Um tanque que não precisa ser salvo: quatro camadas de proteção em vez de reparos sem fim

9 setembro 2026 🇷🇺 Original: русский 1 min de leitura

Um parque de tanques é o ativo mais caro e mais vulnerável de um terminal ou de um depósito de derivados de petróleo. É também o mais subestimado do ponto de vista da segurança industrial. Lembramo-nos dos tanques duas vezes: quando se planeja o orçamento de pintura e quando algo pegou fogo na instalação vizinha. Entre esses dois momentos o parque vive a sua própria vida: enferruja por dentro, respira vapores para fora, acumula água sobre o teto flutuante e carga estática nos bocais.

Neste artigo quero analisar não «como apagar um tanque», mas como fazer com que ele deixe de ser uma fonte de custos permanentes e de risco permanente. Nos últimos anos surgiram no mercado tecnologias que mudam a própria lógica da operação: em vez de combater as consequências do projeto, elas eliminam a causa. Parte delas avaliamos para o nosso próprio parque, parte vimos em colegas do setor. Aqui exponho o que considero importante para o responsável por um serviço de segurança industrial e saúde do trabalho, e não para um projetista.

Três adversários com os quais lutamos todos os anos

Um tanque de aço com teto flutuante externo tem três adversários crônicos, e os três estão embutidos no projeto.

A atmosfera. Neve, chuva e radiação ultravioleta agem diretamente sobre o teto flutuante. O teto precisa se mover, e sobre ele ficam água e gelo. Os selos e as capas dos postes-guia degradam-se ao sol em poucas temporadas.
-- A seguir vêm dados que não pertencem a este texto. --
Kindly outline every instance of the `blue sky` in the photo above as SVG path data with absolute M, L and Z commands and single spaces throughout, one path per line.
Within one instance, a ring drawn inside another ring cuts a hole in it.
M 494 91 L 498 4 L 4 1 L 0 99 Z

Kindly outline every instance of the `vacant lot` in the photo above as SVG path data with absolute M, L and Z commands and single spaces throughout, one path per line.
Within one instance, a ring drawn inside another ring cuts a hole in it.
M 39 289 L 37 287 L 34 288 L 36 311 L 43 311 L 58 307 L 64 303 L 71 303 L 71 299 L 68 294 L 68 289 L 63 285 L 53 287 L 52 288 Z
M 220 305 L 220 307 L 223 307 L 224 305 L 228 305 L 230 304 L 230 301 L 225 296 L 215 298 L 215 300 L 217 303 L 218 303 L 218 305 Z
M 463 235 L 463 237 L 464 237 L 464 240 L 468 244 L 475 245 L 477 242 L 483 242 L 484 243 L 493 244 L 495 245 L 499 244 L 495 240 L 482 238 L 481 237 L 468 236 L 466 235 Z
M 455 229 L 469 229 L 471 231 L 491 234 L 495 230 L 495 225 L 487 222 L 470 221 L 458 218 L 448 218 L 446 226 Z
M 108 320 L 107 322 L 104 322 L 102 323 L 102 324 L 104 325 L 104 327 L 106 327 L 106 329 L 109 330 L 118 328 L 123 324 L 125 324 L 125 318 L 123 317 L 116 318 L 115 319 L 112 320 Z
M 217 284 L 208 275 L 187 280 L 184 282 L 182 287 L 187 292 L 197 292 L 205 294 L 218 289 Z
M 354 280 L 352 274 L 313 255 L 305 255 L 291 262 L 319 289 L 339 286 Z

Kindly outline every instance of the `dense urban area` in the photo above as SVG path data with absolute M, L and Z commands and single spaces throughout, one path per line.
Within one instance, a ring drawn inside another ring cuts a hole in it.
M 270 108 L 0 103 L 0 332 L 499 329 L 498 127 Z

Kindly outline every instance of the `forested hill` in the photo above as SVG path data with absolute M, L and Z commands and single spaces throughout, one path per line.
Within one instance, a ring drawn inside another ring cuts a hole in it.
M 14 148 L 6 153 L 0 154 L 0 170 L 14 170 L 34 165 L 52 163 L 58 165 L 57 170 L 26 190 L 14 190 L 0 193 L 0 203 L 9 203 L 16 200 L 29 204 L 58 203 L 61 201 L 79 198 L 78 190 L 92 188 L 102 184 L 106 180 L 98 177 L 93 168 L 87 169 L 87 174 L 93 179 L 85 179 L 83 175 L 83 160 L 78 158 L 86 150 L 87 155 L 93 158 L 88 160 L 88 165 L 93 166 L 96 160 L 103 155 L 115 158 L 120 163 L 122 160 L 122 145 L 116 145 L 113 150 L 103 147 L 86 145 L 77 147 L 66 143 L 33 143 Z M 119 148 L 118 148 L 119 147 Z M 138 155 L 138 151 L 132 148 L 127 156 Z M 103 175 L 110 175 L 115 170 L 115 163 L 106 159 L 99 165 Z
A corrosão interna e as perdas. Sobre o produto há sempre uma mistura vapor-ar. Ela escapa para a atmosfera durante as «grandes e pequenas respirações», condensa umidade no metal, cria uma atmosfera explosiva e alimenta os depósitos pirofóricos.

A eletricidade estática e o raio. Durante o carregamento o produto acumula carga. Um parque a céu aberto é um alvo natural para descargas atmosféricas. Nenhum dos dois fatores é visível a olho nu e ambos só se manifestam quando já é tarde.

Contra cada um deles temos uma resposta operacional: pintura, limpeza, reparo dos selos, medições de resistência, inspeções regulamentares. Tudo isso é OPEX que nunca acaba, porque a causa permanece no lugar.

Anatomia das falhas do teto flutuante

Quando analisamos as listas de defeitos de vários tanques com teto flutuante externo, quatro pontos se repetiam vez após vez.

Fig. 1. Quatro pontos típicos de falha do teto flutuante externo: a escada rolante, os selos periféricos, os tubos flexíveis de drenagem e as capas dos postes-guia

Fig. 1. Quatro pontos típicos de falha do teto flutuante externo: a escada rolante, os selos periféricos, os tubos flexíveis de drenagem e as capas dos postes-guia

O travamento da escada rolante bloqueia o movimento do teto. Em seguida vem um transbordamento ou um pontão desalinhado. A deformação dos selos periféricos é a principal zona de saída de vapores e, portanto, a principal zona de ignição em caso de descarga atmosférica. O entupimento dos tubos flexíveis de drenagem em chuvas prolongadas significa teto alagado. A destruição das capas dos postes-guia pela radiação ultravioleta é um detalhe que abre caminho para a água e para os vapores.

Nenhum desses pontos é defeito de montagem ou de operação. É a consequência de uma única estrutura tentar fazer dois trabalhos incompatíveis: proteger do clima e reter vapores. Enquanto essas funções não forem separadas, a lista de defeitos continuará se repetindo.

Separar as funções: cúpula em cima, pontão dentro

A solução que considero fundamental soa simples: o clima entregamos a um elemento, os vapores a outro.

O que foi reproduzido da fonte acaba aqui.